Special Case: Linux Packages and RPATH
On linuxes, when BUILD_SHARED_LIBS is ON, cmake by default turns on rpaths which make it easier to run the executables from the build directory. However when generating packages, users are encouraged to build the binaries with the advanced CMake variable CMAKE_SKIP_RPATH set to ON. You also may want to set BUILD_SHARED_LIBS to match ParaView's using:
SET (BUILD_SHARED_LIBS ${PARAVIEW_BUILD_SHARED_LIBS}) # enable shared builds, if ParaView was built shared.
This will result in creation of two executables:
- appname
- appname-real
appname is a stub executable that sets up the environment so that it can locate the shared libraries correctly in the build directory as well on installation without the need for setting LD_LIBRARY_PATH.
As a rule of thumb, when generating package:
- Build ParaView with BUILD_SHARED_LIBS: ON, VTK_USE_RPATH: OFF
- Build you application with BUILD_SHARED_LIBS: ON, CMAKE_SKIP_RPATH: ON
Special Case: Mac DragNDrop App bundles
Refer to Applications/ParaView/CMakeLists.txt.
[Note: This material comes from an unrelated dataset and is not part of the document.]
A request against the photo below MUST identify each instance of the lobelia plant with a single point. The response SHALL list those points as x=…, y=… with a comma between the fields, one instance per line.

On Macs, ParaView enables creation of an app bundle with all required libraries packaged in a nice ParaView.app. For this, the CMakeList adds a new install component "Bundle" which runs a couple of scripts for generating the package. Then, it tells cpack to install only the Bundle component when generating DragNDrop bundle as follows:
# This ensure that the only component that is used by cpack when building the # drag-n-drop on Mac is the "Bundle" component. SET (CPACK_INSTALL_CMAKE_PROJECTS_DRAGNDROP "${CMAKE_CURRENT_BINARY_DIR}" "ParaView Mac Bundle" "Bundle" "/")
Currently, we don't have a cleaner solution for custom applications to create app bundles. They can start with the scripts ParaView uses and then modify them to suit their application.
Acknowledgements
This effort has been funded by Sandia National Labs and others.